The conflict in 632 over the succession to Muhammad between his cousin and son-in-law Ali and his father-in-law Abu Bakr is described in the book more openly than in most other sources. This may be summarized as follows:

After the Saqifa meeting, in which Abu Bakr was appointed in the absence of Ali as the caliph by the Ansar (Medinan Muslims), the book reports that the latter and his wife Fatima visited the Ansar at their homes and appealed for their support. They told the couple that they would have pledged their allegiance to Ali instead of Abu Bakr had he been present at the Saqifa. Ali responded that he could have not left Muhammad unburied in his house to quarrel about his succession. Fatima also asked them to hold Abu Bakr accountable. Ali thus withheld his pledge and was joined by some supporters at his home. Umar (and his men) soon came and threatened to set the house on fire if they did not pay allegiance to Abu Bakr, and they all did so except for Ali, who said that he would not leave the house until he had compiled his recension of the Quran. The mob, however, retreated after Fatima publicly shamed them. Ali was nevertheless pulled out of his house by force and brought before Abu Bakr, where he paid allegiance under duress. The book describes that Abu Bakr and Umar subsequently visited Fatima on her deathbed to make amends to Muhammad's daughter. Abu Bakr told her that he was compelled to withhold her inheritance from the estate of her father because Muhammad had reportedly left his estate to charity. Fatima in turn reminded the two of his father's words, "...whoever angered Fatima has angered me," and said that they had angered her and that she would take her complaint to God and his prophet.
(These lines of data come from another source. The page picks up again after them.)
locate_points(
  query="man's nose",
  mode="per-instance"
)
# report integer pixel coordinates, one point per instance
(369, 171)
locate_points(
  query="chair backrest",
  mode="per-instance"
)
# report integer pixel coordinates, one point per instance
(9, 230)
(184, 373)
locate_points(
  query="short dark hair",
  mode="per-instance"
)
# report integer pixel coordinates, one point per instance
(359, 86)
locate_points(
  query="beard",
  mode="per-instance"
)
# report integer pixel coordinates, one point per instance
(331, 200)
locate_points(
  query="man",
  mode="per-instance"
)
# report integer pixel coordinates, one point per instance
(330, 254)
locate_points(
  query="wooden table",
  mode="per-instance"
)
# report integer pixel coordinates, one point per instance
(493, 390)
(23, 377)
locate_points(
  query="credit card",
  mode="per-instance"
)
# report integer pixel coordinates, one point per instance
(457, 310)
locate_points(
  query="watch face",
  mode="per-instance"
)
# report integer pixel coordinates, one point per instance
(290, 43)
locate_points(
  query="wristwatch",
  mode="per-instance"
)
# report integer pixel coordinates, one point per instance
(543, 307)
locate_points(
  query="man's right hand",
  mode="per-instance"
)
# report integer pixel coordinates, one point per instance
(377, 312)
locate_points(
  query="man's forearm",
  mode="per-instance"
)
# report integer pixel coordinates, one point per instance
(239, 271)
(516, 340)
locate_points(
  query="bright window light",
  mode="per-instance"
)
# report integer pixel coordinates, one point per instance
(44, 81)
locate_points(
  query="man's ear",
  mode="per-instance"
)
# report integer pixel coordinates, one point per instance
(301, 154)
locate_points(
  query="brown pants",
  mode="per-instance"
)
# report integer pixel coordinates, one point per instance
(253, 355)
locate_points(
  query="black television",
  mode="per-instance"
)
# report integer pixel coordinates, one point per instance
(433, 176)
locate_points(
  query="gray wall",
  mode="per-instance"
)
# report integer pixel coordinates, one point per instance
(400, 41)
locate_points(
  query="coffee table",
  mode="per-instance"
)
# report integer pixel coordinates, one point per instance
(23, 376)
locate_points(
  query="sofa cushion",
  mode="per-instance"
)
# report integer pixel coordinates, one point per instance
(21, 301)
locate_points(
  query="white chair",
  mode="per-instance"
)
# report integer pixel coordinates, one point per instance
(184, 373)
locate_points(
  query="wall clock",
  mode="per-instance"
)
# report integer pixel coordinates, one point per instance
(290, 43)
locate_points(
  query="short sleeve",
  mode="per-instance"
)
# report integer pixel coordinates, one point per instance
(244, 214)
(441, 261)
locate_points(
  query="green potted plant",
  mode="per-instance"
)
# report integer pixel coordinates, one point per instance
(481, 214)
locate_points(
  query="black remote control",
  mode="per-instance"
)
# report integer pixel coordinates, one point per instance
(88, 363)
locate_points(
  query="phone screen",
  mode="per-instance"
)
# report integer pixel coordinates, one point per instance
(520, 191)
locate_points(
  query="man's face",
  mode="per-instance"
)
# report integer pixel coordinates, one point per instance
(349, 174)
Vinay Khetia suggests that the author of al-Imama wa al-siyasa made his report palatable to his Sunni audience by depicting the companions as remorseful for what happened to Fatima, and by presenting Abu Bakr as a wise elder who was forced to contend with the daughter of Muhammad, whom the author portrays as an "angry and rancorous" young woman. She adds that the author did not view this conflict as evidence of the eternal damnation of Abu Bakr but rather as a dispute between two sincere Muslims. The Sunni author of the book also complements these reports with one in which Ali publicly praises Abu Bakr as the only possible successor to Muhammad. The author then continues to laud Abu Bakr, whom he describes with the honorific al-Siddiq (lit. 'the truthful').